Book Review: What If Michelle Obama & Mary Todd Lincoln Were Reversed In Time?

Oh The Times They Have A'Changed!


Can you imagine it: Mary Todd Lincoln first lady in 2009? And Michelle Obama First Lady in 1860?

Yes, Mary Todd Lincoln --she would be a lot like our present day First Lady--extremely well educated, politically savvy, a staunch stand by and behind your man. a socio-politically engaged woman with great intellectual and life scope, a devoted mom, a passionate sexual and life partner, a fashionista, and a serious contender in her own right.

Michelle Obama--well, she would have been a slave as were her ancestors. Her life scope would have been nil. Her education non-existent. Her work in the rice paddies. Her life expectancy short and her children many. Her great great grandfather, Jim Robinson, was a slave on Friendfield Plantation in South Carolina and likely she would have been as well.  The Cohen branch of her ancestry were "Black Cohens" owned by Sephardic Jews. The Robinson's sought education and after the Civil War each succeeding generation was better and better educated--culminating with Michelle and her brother Craig having advanced ivy degrees--hers Princeton and Harvard Law.

A Different View Of Mary

Mary Todd Lincoln, who Anna Quindlen calls The Other Lincoln, in her Newsweek Article of Mar 2, 2009, is now considered a tragic figure.

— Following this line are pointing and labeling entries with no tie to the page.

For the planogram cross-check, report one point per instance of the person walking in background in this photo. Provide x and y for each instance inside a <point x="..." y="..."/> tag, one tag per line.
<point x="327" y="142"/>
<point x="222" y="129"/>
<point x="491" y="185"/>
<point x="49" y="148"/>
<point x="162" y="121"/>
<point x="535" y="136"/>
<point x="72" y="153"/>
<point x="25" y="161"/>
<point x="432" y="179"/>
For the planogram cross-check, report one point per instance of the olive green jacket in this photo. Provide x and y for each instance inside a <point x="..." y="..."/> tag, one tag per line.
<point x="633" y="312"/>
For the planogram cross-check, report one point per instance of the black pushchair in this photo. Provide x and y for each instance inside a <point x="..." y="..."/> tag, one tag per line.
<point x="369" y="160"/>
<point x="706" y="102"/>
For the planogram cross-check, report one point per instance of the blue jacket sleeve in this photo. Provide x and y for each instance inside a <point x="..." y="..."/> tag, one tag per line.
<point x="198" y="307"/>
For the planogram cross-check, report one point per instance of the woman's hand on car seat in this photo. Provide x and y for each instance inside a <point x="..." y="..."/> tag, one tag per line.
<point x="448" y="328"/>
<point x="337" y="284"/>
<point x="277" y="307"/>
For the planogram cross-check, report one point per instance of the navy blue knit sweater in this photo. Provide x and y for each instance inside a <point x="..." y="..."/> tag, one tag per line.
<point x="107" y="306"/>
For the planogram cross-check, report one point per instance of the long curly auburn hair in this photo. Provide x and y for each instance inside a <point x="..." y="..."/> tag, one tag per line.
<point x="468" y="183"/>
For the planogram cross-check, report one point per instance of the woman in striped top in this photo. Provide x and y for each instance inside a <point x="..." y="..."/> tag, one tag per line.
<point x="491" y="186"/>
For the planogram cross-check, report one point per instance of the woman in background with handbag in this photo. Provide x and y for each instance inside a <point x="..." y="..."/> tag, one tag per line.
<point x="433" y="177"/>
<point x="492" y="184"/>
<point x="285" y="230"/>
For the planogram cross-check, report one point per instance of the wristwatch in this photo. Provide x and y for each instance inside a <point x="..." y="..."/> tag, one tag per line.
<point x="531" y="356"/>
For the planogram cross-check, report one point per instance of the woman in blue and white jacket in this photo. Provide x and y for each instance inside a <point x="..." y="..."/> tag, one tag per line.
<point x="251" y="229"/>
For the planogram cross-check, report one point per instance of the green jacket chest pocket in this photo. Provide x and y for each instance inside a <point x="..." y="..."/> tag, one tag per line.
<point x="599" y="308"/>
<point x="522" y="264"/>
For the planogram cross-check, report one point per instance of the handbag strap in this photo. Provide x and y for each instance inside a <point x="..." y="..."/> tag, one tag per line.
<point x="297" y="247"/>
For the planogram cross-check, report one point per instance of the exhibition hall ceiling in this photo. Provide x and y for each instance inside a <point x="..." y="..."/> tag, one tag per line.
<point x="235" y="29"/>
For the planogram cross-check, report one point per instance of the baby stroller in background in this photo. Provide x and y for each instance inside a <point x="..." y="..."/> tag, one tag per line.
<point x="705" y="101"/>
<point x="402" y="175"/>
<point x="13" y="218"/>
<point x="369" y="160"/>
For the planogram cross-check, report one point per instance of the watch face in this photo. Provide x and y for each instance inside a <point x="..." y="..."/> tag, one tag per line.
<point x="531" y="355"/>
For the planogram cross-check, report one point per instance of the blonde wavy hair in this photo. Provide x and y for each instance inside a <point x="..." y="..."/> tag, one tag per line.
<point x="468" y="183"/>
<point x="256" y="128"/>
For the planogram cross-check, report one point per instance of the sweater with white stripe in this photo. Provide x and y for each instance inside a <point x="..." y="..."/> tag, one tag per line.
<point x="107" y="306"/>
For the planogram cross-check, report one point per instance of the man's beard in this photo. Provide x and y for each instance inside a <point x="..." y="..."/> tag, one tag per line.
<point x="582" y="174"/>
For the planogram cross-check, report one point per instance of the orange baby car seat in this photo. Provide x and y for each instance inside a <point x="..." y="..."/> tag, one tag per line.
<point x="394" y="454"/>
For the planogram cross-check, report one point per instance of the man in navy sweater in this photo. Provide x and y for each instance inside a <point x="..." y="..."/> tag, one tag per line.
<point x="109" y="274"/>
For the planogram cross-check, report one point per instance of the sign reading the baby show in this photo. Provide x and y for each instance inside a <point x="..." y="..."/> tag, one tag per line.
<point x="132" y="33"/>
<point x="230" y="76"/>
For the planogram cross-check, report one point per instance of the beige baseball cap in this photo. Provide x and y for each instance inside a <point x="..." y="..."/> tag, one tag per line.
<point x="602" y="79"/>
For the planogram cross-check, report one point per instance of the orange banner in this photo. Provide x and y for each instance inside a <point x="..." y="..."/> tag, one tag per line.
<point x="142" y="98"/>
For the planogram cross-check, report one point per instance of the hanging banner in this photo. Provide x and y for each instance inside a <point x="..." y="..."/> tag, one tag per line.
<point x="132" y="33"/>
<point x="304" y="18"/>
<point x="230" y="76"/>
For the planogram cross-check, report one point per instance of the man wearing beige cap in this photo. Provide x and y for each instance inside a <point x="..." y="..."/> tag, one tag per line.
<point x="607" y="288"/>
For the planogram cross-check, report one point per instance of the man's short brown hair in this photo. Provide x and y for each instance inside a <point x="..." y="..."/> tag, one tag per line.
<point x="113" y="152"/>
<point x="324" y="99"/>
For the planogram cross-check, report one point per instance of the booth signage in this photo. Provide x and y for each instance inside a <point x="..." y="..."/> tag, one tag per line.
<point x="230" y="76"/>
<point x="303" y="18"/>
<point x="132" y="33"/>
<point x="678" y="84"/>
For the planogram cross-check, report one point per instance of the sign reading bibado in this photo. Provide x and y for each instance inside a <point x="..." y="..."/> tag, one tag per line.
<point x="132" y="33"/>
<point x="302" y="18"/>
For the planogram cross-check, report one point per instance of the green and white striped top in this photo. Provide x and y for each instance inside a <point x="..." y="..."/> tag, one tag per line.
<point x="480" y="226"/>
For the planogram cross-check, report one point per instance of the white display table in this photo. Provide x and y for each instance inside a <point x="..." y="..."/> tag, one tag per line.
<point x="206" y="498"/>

A woman constricted, constrained, ridiculed and ultimately consigned to the looney bin by her son, for being too out spoken, too strong, too frustrated by her life limitations, too passionate, too smart, too educated, too expressive, too saddened by the deaths of her sons, beloved husband, mother and father and brothers. Too outre, too too and too too much.

Would we admire her now?

Would she be running for president--she with 12 years of education and her husband Abe with less than one? I don't know. We've come a long way baby...but we have a long way to go to really accept woman and power in the same sentence. I do think, I hope, in 2009, we would see her totally differently and she would not be tagged crazy (or  fashion obsessed ), as Martha Mitchell was during the Nixon era. And Martha, as we all know was RIGHT!!Without her speaking truth to power, there would have been no Watergate and all the scum scoundrels, thieves, liars and criminals would have gone unnoticed. But like Mary (dead at 63), Martha died young at 57-- scorned and unmourned.

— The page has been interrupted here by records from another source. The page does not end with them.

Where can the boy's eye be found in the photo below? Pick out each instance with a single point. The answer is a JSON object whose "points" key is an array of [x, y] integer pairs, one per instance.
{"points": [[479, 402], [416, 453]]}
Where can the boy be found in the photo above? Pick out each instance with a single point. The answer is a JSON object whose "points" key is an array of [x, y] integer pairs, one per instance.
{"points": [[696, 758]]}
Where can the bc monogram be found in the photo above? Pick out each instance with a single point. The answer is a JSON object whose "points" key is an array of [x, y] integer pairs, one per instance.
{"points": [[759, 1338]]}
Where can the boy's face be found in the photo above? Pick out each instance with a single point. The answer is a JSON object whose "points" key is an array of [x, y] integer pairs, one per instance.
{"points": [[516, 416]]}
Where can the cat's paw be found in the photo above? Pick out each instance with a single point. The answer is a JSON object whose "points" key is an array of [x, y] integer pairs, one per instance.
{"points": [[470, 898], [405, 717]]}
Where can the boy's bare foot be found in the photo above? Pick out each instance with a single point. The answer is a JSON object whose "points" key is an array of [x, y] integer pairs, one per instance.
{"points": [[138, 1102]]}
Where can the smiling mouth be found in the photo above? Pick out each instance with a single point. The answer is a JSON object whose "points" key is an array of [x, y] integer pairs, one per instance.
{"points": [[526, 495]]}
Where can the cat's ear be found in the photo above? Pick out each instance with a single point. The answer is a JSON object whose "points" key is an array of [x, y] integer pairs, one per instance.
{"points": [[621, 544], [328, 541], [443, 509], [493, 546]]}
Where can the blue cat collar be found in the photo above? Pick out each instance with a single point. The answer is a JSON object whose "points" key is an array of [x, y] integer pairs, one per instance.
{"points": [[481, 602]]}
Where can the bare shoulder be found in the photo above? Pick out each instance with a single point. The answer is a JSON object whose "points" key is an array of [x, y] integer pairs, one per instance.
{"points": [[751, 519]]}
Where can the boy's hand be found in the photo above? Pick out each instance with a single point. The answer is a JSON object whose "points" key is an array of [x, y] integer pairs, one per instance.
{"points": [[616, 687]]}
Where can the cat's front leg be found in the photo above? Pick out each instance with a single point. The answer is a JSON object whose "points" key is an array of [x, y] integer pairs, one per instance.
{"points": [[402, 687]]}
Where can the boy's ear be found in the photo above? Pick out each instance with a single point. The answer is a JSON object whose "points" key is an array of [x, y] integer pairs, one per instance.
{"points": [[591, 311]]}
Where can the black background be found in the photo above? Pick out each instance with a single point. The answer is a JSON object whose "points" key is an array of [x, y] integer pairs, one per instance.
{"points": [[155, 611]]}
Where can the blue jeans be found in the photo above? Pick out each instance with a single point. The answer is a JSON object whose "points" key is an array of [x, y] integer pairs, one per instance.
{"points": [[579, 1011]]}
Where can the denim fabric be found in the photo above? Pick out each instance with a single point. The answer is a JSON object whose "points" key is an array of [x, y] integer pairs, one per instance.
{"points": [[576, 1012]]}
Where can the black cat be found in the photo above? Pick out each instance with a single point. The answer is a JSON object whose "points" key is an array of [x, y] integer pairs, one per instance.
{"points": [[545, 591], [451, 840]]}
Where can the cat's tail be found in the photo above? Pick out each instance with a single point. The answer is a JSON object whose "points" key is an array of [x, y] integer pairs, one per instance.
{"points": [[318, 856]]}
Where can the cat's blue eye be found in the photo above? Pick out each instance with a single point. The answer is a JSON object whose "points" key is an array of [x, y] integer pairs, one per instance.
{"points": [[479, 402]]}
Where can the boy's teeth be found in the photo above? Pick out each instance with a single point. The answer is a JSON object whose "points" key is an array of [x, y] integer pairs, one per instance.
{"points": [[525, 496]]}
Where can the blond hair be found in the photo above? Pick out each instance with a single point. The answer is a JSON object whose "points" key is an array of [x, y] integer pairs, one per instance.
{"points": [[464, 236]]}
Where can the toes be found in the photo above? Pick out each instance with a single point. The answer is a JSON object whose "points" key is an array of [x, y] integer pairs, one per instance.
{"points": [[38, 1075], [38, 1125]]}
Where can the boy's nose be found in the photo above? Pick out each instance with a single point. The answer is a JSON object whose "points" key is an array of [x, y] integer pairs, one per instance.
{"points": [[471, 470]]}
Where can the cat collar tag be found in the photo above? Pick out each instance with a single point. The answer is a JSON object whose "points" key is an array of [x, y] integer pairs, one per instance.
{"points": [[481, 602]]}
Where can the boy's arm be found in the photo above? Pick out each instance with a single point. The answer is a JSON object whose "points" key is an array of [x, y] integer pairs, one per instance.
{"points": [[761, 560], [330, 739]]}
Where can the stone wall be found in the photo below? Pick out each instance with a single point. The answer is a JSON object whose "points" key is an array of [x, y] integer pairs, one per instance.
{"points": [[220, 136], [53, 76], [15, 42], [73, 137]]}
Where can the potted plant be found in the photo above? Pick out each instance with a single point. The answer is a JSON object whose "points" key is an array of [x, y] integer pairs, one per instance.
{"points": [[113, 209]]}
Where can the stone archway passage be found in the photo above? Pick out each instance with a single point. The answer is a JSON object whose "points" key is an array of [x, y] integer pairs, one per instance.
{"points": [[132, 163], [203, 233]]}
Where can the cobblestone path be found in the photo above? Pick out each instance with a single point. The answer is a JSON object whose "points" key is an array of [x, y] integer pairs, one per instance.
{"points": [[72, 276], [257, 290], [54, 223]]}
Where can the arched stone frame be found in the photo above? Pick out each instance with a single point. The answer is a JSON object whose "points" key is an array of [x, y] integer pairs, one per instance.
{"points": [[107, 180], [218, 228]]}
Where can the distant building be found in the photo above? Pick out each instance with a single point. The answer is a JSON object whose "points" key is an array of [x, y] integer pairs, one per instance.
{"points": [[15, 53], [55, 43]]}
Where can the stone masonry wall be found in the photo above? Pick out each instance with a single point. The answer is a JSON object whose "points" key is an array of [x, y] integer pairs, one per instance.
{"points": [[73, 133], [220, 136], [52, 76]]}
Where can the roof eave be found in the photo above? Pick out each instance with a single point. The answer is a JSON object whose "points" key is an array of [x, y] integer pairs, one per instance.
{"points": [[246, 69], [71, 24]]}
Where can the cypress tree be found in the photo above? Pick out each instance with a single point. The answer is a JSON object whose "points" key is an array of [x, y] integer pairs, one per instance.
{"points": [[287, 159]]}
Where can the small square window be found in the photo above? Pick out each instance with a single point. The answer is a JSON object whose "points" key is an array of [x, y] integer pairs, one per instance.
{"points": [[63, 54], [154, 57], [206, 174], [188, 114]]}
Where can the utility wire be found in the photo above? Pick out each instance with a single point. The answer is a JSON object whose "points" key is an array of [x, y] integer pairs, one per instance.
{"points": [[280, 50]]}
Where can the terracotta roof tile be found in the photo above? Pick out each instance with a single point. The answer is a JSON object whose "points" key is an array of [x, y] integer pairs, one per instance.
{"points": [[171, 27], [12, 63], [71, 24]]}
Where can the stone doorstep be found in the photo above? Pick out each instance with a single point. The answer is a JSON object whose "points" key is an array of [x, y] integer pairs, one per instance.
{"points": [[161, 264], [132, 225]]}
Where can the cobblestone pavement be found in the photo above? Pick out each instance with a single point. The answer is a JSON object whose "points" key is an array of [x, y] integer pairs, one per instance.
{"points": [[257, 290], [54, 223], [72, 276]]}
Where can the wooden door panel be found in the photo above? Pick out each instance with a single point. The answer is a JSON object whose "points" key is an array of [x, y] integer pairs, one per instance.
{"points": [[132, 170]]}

Michelle Negotiates a New Era

Book Review: "Michelle"

Liza Mundy's 2008 biography of Michelle Obama called, no suprise, simply, Michelle, paints a picture of a very strong, brillant,  steady woman.

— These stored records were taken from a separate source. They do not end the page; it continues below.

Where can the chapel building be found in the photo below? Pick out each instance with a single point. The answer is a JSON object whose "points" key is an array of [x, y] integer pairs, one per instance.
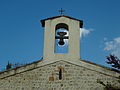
{"points": [[61, 67]]}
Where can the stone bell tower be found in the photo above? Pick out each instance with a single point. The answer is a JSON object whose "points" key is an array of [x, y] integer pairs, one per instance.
{"points": [[68, 37]]}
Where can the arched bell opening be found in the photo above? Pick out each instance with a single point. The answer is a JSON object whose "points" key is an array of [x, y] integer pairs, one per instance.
{"points": [[61, 38]]}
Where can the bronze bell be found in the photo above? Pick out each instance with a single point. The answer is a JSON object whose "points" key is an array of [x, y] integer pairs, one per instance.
{"points": [[61, 42], [62, 34]]}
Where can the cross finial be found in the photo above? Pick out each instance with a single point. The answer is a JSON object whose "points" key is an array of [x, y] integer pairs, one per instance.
{"points": [[61, 11]]}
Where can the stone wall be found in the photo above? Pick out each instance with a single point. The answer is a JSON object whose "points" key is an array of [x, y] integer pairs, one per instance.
{"points": [[74, 77]]}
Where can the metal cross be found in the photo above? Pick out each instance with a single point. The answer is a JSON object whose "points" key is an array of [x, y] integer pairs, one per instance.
{"points": [[61, 37], [61, 11]]}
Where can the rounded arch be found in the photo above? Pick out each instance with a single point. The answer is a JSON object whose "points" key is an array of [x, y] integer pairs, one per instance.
{"points": [[62, 25]]}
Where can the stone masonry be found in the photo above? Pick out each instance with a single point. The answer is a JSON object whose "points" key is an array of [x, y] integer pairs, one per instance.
{"points": [[46, 77]]}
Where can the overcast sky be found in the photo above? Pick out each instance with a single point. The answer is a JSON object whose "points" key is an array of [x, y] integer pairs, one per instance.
{"points": [[21, 34]]}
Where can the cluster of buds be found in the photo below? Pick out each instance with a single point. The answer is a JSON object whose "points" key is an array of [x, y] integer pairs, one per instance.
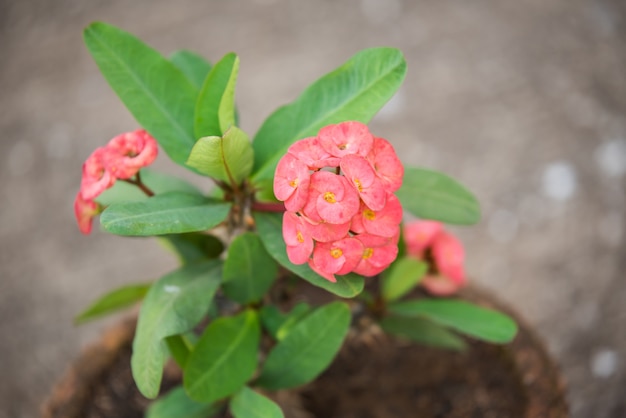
{"points": [[341, 214], [120, 159], [428, 241]]}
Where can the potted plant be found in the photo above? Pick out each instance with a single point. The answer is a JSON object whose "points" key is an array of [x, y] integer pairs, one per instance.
{"points": [[303, 250]]}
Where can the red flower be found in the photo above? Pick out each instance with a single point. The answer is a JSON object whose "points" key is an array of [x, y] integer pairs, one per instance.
{"points": [[331, 199], [378, 254], [297, 237], [96, 176], [428, 241], [129, 152], [85, 211], [387, 165], [291, 182]]}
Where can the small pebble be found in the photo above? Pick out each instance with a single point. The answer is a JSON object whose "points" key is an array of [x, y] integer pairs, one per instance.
{"points": [[604, 363], [611, 158], [559, 181]]}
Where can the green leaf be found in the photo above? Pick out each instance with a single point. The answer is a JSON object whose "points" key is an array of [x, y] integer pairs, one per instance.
{"points": [[180, 348], [224, 358], [174, 304], [423, 331], [194, 66], [193, 246], [176, 404], [307, 349], [269, 227], [354, 91], [249, 271], [168, 213], [249, 404], [215, 107], [158, 94], [464, 317], [298, 312], [271, 319], [120, 298], [404, 274], [432, 195], [228, 158], [158, 182]]}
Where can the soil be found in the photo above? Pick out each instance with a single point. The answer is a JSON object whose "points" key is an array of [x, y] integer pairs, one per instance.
{"points": [[523, 102], [373, 376]]}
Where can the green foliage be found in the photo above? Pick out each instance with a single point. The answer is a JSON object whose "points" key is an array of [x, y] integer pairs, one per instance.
{"points": [[120, 298], [159, 183], [432, 195], [194, 66], [271, 319], [250, 404], [269, 227], [168, 213], [225, 357], [155, 91], [464, 317], [176, 404], [354, 91], [249, 271], [403, 275], [180, 348], [298, 312], [227, 158], [307, 349], [193, 246], [174, 304], [215, 107], [423, 331]]}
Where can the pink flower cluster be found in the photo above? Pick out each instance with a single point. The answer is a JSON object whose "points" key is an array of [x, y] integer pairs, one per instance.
{"points": [[427, 240], [120, 159], [341, 214]]}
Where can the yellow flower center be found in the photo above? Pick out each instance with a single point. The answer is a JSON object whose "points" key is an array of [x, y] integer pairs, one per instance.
{"points": [[330, 197], [369, 214], [336, 252], [358, 185]]}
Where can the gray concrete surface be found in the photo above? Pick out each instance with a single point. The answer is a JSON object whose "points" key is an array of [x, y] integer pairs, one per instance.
{"points": [[523, 102]]}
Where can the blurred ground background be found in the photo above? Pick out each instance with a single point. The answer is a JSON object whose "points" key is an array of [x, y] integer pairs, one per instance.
{"points": [[523, 102]]}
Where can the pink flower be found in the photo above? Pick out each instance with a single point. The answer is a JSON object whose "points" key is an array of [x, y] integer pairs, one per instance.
{"points": [[311, 153], [297, 237], [339, 257], [326, 232], [331, 199], [291, 182], [378, 254], [364, 180], [96, 176], [129, 152], [383, 223], [387, 165], [428, 241], [346, 138], [85, 211]]}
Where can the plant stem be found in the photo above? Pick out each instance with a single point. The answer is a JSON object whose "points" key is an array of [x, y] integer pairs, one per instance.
{"points": [[268, 207]]}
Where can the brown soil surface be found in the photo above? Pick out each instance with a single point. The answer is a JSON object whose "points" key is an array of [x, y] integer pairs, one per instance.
{"points": [[373, 376], [524, 102]]}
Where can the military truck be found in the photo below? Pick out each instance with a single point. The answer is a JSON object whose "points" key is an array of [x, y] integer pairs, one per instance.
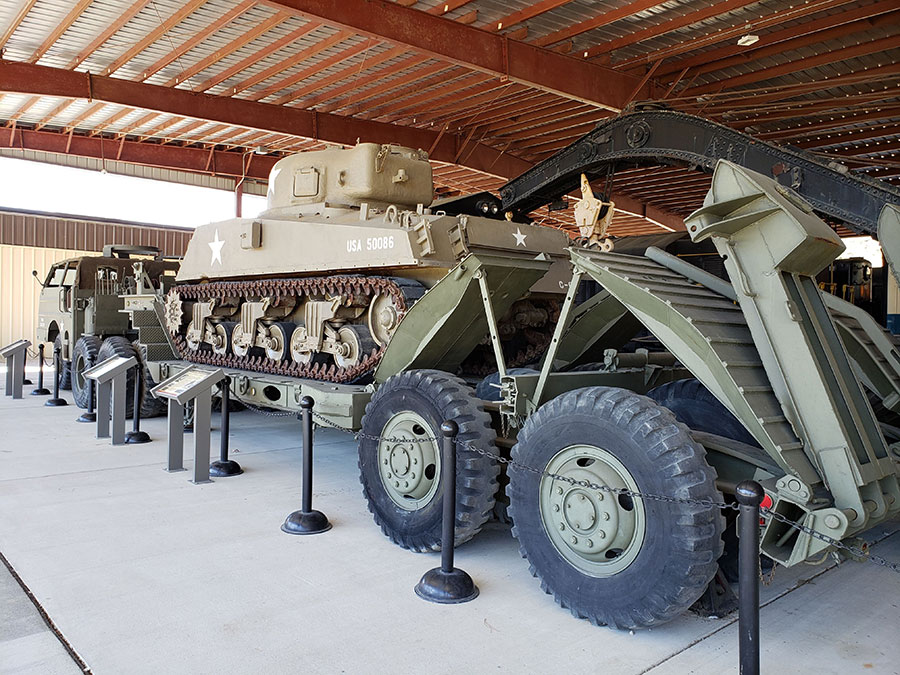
{"points": [[769, 373], [81, 312]]}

Family grounded and surrounded, great leadership, All American African American woman who is a no BS person, and who has done a pretty good job of gaining a bigger view of life in a few short months.

From her Chicago neighborhood roots to the White House and beyond--hugging the Queen, sweet and a protocol faux pas--Michelle will never be The Other Obama. At least not as an object of ridicule.

She is way too savvy and ...the times have a'changed--thankfully.


Michelle And Barack--A GQ Couple

Looking back over the last hundred and sixty years to the pre-civil war era, clothing of any kind beyond rags would have not been possible for Michelle and dress has been a distinct marker of achievement--especially in the Black community--precisely because of the field hand and mammy images that are still all too familiar. And Michelle is more the generation of Sex and the City, with its emphasis on style, sex and shoes and getting married, than on the earlier boomer generation with its emphasis on breaking barriers for women and minorities and getting ahead professionally. most of the Sex and the City "gals" have professions, but lack love. Michelle has benefited from the battles that Secratary of State Clinton's generation had fought and won: Title IX and Title VII, Roe V Wade. Simple but far reaching changes like eracing 1950s and 60s standard newspaper  sex differentiated classified want ads that consigned women to domestic, clerical, factory, nursing or teaching work.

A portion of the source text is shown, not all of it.